Governo libera R$ 15 bilhões em crédito para exportadores

Linha de crédito de R$ 15 bilhões é reaberta para apoiar exportadores brasileiros em meio a desafios globais e tarifas

O governo federal reabriu uma linha de crédito de R$ 15 bilhões para exportadores, originalmente criada no ano passado para mitigar os impactos das tarifas impostas pelo ex-presidente americano Donald Trump. Os recursos serão disponibilizados através do Banco Nacional de Desenvolvimento Econômico e Social (BNDES).

As condições específicas da linha, incluindo taxas de juros, prazos e outras regulamentações, serão definidas pelo Conselho Monetário Nacional (CMN). Desta vez, o objetivo é auxiliar empresas brasileiras exportadoras afetadas pela instabilidade no Oriente Médio, além daquelas que ainda sofrem com as medidas tarifárias dos Estados Unidos.

O financiamento poderá ser utilizado para capital de giro, aquisição de bens de capital, investimentos em adaptação da produção, ampliação da capacidade produtiva, e inovação tecnológica. A iniciativa visa impulsionar a competitividade e produtividade das empresas no mercado internacional.

“O governo do presidente Lula mais uma vez se antecipa para apoiar a indústria brasileira e preservar empregos.

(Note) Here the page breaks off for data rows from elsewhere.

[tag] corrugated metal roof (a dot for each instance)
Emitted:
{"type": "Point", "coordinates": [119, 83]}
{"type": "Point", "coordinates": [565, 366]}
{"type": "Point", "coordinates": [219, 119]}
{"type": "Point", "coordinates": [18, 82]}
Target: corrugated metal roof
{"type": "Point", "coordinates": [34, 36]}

Os recursos serão fundamentais para garantir às empresas produtividade e competitividade no mercado internacional”, afirmou o vice-presidente e ministro do Desenvolvimento, Indústria, Comércio e Serviços, Geraldo Alckmin.

O governo indicou como fonte de recursos o superávit financeiro do Fundo de Garantia à Exportação (FGE), apurado em 31 de dezembro de 2025, e outras fontes orçamentárias (sem detalhamento). Aloizio Mercadante, presidente do BNDES, informou que a linha de crédito lançada no ano passado já aprovou mais de R$ 16 bilhões para empresas impactadas pelas tarifas de Trump.

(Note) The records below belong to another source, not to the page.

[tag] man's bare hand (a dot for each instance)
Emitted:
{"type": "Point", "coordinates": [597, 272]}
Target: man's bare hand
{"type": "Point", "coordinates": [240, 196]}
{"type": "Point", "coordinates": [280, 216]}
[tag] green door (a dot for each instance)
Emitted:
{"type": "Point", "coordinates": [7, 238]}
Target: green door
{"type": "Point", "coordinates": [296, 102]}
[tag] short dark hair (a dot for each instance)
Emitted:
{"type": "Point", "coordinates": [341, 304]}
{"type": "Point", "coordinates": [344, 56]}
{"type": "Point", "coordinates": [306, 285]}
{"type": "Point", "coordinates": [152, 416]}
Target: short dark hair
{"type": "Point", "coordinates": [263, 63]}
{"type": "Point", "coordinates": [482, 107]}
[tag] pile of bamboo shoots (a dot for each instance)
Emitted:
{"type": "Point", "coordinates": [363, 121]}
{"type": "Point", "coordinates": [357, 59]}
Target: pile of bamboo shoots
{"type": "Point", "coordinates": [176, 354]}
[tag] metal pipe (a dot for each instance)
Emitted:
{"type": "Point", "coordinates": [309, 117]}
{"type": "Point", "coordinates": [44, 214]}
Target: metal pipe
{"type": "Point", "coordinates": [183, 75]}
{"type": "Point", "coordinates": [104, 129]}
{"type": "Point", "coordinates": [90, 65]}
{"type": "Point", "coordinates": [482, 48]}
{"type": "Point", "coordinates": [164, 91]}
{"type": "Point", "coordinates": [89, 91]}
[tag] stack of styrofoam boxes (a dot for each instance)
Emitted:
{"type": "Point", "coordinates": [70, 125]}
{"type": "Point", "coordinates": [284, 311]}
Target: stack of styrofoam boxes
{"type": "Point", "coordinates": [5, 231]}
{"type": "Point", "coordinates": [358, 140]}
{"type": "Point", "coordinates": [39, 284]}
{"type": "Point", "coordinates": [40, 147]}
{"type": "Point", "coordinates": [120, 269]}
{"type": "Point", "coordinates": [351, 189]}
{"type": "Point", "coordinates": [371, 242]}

“Agora, o governo do presidente Lula vai apoiar empresas de setores que ainda sofrem com tarifas elevadas, como siderúrgico, metalúrgico e automotivo, no segmento de autopeças, assim como aqueles setores relevantes para a balança comercial brasileira, como farmacêutico, de máquinas e equipamentos e eletrônicos, além de outros setores importantes, impactados com a falta de fertilizantes devido aos conflitos que acontecem em outros países”, disse Mercadante.

A iniciativa ocorre em um contexto de preocupações com o impacto da guerra no Oriente Médio e a persistência de barreiras comerciais em alguns mercados, buscando assegurar a continuidade das exportações brasileiras.